Spatial variability of chlorophyll concentration is usually weaker than of TSM. As a whole spatial distributions of Chl are quite similar to distributions of TSM. The highest values of Chl (usually more than 2 mg/m3) are observed in Dvina, Onega and Mezen Bays and the lowest – in central part of the sea.

The seasonal variability of suspended matter concentration is well pronounced in the central part of the sea, in Kandalaksha and Dvina Bays. Maximum values of 
TSM are observed in May (sometimes in June) during spring flood-time when river waters occupy the most part of Dvina Bay and partly propagate into the central parts of the sea. With decrease of river discharge the area of turbid waters in the Dvina Bay is reduced, and they propagate mainly along the eastern coast of the White Sea. This leads to decrease of TSM in the open parts of the sea and in Kandalaksha Bay.

This qualitative reasoning is confirmed by quantitative estimation of suspended matter content in different regions of the White Sea. Seasonal changes of 
TSM, as well as of Chlbbpag, and SST in different sub-regions during the observational period (2002-2010) are shown in Fig.10, 11, 12, 13, 14.

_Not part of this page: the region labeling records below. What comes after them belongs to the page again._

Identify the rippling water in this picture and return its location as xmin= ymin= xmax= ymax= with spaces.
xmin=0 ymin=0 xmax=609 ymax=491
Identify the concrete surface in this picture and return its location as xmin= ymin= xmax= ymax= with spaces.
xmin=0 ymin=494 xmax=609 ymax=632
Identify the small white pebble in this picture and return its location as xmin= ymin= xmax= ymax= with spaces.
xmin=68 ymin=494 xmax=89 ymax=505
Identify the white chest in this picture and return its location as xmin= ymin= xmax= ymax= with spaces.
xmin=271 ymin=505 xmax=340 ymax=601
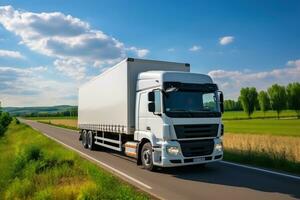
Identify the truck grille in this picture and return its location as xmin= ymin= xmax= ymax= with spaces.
xmin=178 ymin=139 xmax=214 ymax=157
xmin=174 ymin=124 xmax=219 ymax=139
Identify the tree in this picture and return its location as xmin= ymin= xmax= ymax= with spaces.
xmin=268 ymin=84 xmax=286 ymax=119
xmin=258 ymin=91 xmax=270 ymax=116
xmin=239 ymin=87 xmax=257 ymax=118
xmin=286 ymin=82 xmax=300 ymax=119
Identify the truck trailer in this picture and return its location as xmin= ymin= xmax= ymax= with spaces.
xmin=78 ymin=58 xmax=224 ymax=170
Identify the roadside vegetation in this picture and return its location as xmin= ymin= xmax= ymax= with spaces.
xmin=0 ymin=120 xmax=149 ymax=200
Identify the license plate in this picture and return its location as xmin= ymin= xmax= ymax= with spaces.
xmin=194 ymin=157 xmax=205 ymax=162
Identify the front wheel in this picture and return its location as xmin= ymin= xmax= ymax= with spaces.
xmin=87 ymin=131 xmax=95 ymax=150
xmin=81 ymin=130 xmax=88 ymax=149
xmin=141 ymin=142 xmax=154 ymax=171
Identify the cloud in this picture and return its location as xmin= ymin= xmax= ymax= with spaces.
xmin=0 ymin=6 xmax=149 ymax=77
xmin=167 ymin=48 xmax=175 ymax=52
xmin=0 ymin=66 xmax=77 ymax=106
xmin=208 ymin=59 xmax=300 ymax=99
xmin=0 ymin=49 xmax=25 ymax=59
xmin=189 ymin=45 xmax=202 ymax=51
xmin=126 ymin=47 xmax=150 ymax=58
xmin=54 ymin=59 xmax=86 ymax=80
xmin=219 ymin=36 xmax=234 ymax=46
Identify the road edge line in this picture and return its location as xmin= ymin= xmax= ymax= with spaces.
xmin=28 ymin=123 xmax=152 ymax=190
xmin=220 ymin=160 xmax=300 ymax=180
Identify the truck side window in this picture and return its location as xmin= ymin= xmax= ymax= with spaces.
xmin=154 ymin=90 xmax=161 ymax=113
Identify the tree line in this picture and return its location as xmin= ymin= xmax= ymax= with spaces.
xmin=224 ymin=82 xmax=300 ymax=118
xmin=0 ymin=104 xmax=12 ymax=137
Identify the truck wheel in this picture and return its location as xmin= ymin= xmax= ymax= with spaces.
xmin=141 ymin=142 xmax=154 ymax=171
xmin=81 ymin=130 xmax=88 ymax=149
xmin=87 ymin=131 xmax=95 ymax=150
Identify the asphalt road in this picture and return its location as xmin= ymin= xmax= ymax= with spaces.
xmin=23 ymin=120 xmax=300 ymax=200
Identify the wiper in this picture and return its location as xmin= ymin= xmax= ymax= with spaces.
xmin=170 ymin=109 xmax=193 ymax=117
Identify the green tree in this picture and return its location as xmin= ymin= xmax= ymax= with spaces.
xmin=258 ymin=91 xmax=270 ymax=116
xmin=239 ymin=87 xmax=257 ymax=118
xmin=286 ymin=82 xmax=300 ymax=119
xmin=268 ymin=84 xmax=286 ymax=119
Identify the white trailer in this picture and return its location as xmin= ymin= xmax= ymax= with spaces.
xmin=78 ymin=58 xmax=223 ymax=169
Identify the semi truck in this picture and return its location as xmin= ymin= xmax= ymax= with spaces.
xmin=78 ymin=58 xmax=224 ymax=170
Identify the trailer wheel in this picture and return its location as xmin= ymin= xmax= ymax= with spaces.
xmin=87 ymin=131 xmax=95 ymax=150
xmin=141 ymin=142 xmax=154 ymax=171
xmin=81 ymin=130 xmax=88 ymax=149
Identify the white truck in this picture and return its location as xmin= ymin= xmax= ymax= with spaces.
xmin=78 ymin=58 xmax=224 ymax=170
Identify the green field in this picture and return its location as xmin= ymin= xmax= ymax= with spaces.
xmin=222 ymin=110 xmax=297 ymax=120
xmin=0 ymin=121 xmax=150 ymax=199
xmin=223 ymin=119 xmax=300 ymax=137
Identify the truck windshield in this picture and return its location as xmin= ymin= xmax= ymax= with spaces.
xmin=164 ymin=91 xmax=220 ymax=117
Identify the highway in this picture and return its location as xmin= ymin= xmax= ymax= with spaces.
xmin=22 ymin=120 xmax=300 ymax=200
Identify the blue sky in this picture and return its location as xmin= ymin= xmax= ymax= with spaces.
xmin=0 ymin=0 xmax=300 ymax=106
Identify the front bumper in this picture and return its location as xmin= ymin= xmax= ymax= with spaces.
xmin=153 ymin=138 xmax=223 ymax=167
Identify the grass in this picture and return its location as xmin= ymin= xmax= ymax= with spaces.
xmin=223 ymin=134 xmax=300 ymax=175
xmin=0 ymin=122 xmax=150 ymax=199
xmin=37 ymin=119 xmax=79 ymax=130
xmin=222 ymin=110 xmax=297 ymax=120
xmin=223 ymin=119 xmax=300 ymax=137
xmin=28 ymin=115 xmax=300 ymax=174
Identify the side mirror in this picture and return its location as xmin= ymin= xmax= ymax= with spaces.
xmin=148 ymin=102 xmax=155 ymax=113
xmin=148 ymin=91 xmax=155 ymax=102
xmin=219 ymin=92 xmax=224 ymax=113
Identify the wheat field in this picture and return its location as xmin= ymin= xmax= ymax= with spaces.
xmin=223 ymin=133 xmax=300 ymax=162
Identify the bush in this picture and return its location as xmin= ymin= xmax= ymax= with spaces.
xmin=0 ymin=112 xmax=12 ymax=137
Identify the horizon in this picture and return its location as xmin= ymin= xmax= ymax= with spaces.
xmin=0 ymin=0 xmax=300 ymax=107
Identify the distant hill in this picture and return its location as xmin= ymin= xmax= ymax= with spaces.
xmin=2 ymin=105 xmax=77 ymax=116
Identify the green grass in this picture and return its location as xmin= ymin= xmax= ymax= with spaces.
xmin=224 ymin=149 xmax=300 ymax=175
xmin=0 ymin=122 xmax=150 ymax=199
xmin=223 ymin=119 xmax=300 ymax=137
xmin=222 ymin=110 xmax=297 ymax=120
xmin=25 ymin=116 xmax=77 ymax=120
xmin=37 ymin=120 xmax=79 ymax=131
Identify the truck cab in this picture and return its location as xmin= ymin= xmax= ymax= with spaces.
xmin=134 ymin=71 xmax=224 ymax=170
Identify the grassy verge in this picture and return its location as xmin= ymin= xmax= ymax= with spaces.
xmin=223 ymin=134 xmax=300 ymax=175
xmin=224 ymin=149 xmax=300 ymax=175
xmin=38 ymin=120 xmax=79 ymax=130
xmin=223 ymin=119 xmax=300 ymax=137
xmin=222 ymin=110 xmax=297 ymax=120
xmin=0 ymin=122 xmax=149 ymax=199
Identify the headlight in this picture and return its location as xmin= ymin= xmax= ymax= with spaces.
xmin=167 ymin=146 xmax=180 ymax=156
xmin=215 ymin=143 xmax=223 ymax=152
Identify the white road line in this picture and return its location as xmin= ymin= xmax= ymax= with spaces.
xmin=220 ymin=161 xmax=300 ymax=180
xmin=34 ymin=128 xmax=152 ymax=190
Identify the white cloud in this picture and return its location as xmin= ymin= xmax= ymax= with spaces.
xmin=126 ymin=47 xmax=150 ymax=58
xmin=54 ymin=59 xmax=86 ymax=80
xmin=208 ymin=59 xmax=300 ymax=99
xmin=219 ymin=36 xmax=234 ymax=45
xmin=0 ymin=6 xmax=149 ymax=77
xmin=189 ymin=45 xmax=202 ymax=51
xmin=0 ymin=49 xmax=25 ymax=59
xmin=0 ymin=66 xmax=77 ymax=106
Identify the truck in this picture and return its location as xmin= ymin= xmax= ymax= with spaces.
xmin=78 ymin=58 xmax=224 ymax=171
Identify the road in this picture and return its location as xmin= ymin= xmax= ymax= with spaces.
xmin=22 ymin=120 xmax=300 ymax=200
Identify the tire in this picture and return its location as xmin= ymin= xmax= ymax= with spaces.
xmin=141 ymin=142 xmax=155 ymax=171
xmin=81 ymin=130 xmax=88 ymax=149
xmin=87 ymin=131 xmax=95 ymax=150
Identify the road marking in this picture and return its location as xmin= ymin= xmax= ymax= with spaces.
xmin=220 ymin=161 xmax=300 ymax=180
xmin=34 ymin=128 xmax=152 ymax=190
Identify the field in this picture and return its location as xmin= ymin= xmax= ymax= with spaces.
xmin=223 ymin=119 xmax=300 ymax=137
xmin=26 ymin=114 xmax=300 ymax=174
xmin=0 ymin=121 xmax=150 ymax=199
xmin=223 ymin=110 xmax=297 ymax=120
xmin=37 ymin=118 xmax=77 ymax=130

Fig_10a Fig_10b   Fig_11a Fig_11b
Fig_12a Fig_12b
Fig_13a Fig_13b  Fig_14a Fig_14b

The most intensive seasonal changes (about 50%) are observed in the Dvina Bay in accordance with above reasoning. Maximal values of TSM here take place in spring and sometimes in autumn, minimal – in summer. In the central part of the White Sea and in Kandalaksha Bay increased values of TSM are observed only in May when river waters penetrate to the open sea. In other sub-regions seasonal changes are less. In addition to seasonal changes of river runoff they are influenced by other processes mentioned above.

In respect high values of ag, the White Sea is much superior to other Russian seas, even if they are also under strong influence of the river runoff. It is interesting to note that in the region of the Danube shelf in the Black Sea and in the Northern Caspian, which is under strong influence of Volga river run-off, the yellow absorption coefficients are of the same order – the monthly means do not exceed 0.3 m-1, whereas in the White Sea the ag values are more than 0.5 m-1, even in the open part, and reach the values of greater than 3 m-1 in the Dvina Bay. This is obviously connected with the characteristics of the catchment area of Dvina and other rivers flowing into the White Sea.

Such large values of the absorption coefficient prevent the penetration of solar radiation into the water column and it is a reason of low values of the radiance reflectance in the White Sea.

The seasonal (May-September) mean values with their standard deviations for Chl, the particle backscattering (bbp) and the yellow substance absorption (ag) coefficients, TSM, in different regions of the White Sea in 1998-2012, and SST in 2003-2012 are given in Table 2. Spatial and temporal variability (seasonal and inter-annual) of chlorophyll and TSM concentrations in the White Sea from satellite MODIS-Aqua data is considered in Burenkov et al (2011b).